In questo protocollo, abbiamo affrontato il problema del tempo di penetrazione e della concentrazione di piccole molecole in risposta all'oligomicina inibitore dell'ATP sintasi, al protonoforo e allo sganciatore mitocondriale BAM15 e alla combinazione degli inibitori del Complesso I e del Complesso III rotenone e antimicina A. Sondando l'OCR di singoli sferoidi MCF-7 esposti a titolazioni multiple di questi comuni composti respiratori, dimostriamo che la concentrazione ottimale di ciascun composto necessaria per indurre una frequenza respiratoria allo stato stazionario rientra in un intervallo simile a quello delle cellule monostrato (Figura 4).

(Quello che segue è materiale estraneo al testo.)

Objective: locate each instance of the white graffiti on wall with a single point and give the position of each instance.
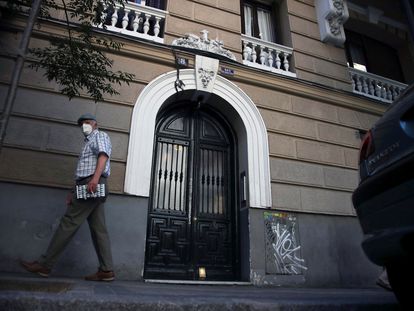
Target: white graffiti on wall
(282, 248)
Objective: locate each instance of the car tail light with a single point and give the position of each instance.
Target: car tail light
(367, 147)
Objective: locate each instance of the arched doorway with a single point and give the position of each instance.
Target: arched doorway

È importante sottolineare che, e a differenza delle loro controparti monostrato, è dimostrato che aumentare il numero di cicli di misurazione tra le iniezioni è la chiave per ottenere un OCR a stato stazionario in singoli sferoidi 3D. Questi dati evidenziano l'importanza della penetrazione dei composti e dei rispettivi profili cinetici quando si esplorano i parametri respiratori mitocondriali degli sferoidi 3D utilizzando questi approcci. Utilizzando le proprietà di ottimizzazione degli sferoidi, le concentrazioni di composti e i tempi del ciclo di misurazione informati dai dati presentati in Figura 3, Figura 4 e Figura 5, è stato stabilito un test MitoStress convalidato per sondare parametri specifici del metabolismo ossidativo mitocondriale in una gamma di sferoidi 3D derivati dal cancro (Figura 6). Di importanza, e come alcune linee cellulari tumorali monostrato40, la capacità respiratoria massima (tasso di respirazione non disaccoppiata-stimolata) di alcuni sferoidi 3D derivati dal cancro è stata inibita dall'oligomicina (Figura 5). In particolare, gli sferoidi 3D cresciuti da cellule A549 o MCF-7 hanno mostrato un tasso massimo significativamente più basso di respirazione quando disaccoppiati con BAM15 dopo l'iniezione di oligomicina rispetto all'essere disaccoppiati da BAM15 senza oligomicina (Figura 5F e Figura 5H). Dato che questo effetto può essere presente all'interno di altre colture sferoidi 3D, suggeriamo che, a meno che non venga utilizzato un protocollo precedentemente convalidato, la capacità respiratoria massima negli sferoidi 3D dovrebbe essere stimata senza oligomicina.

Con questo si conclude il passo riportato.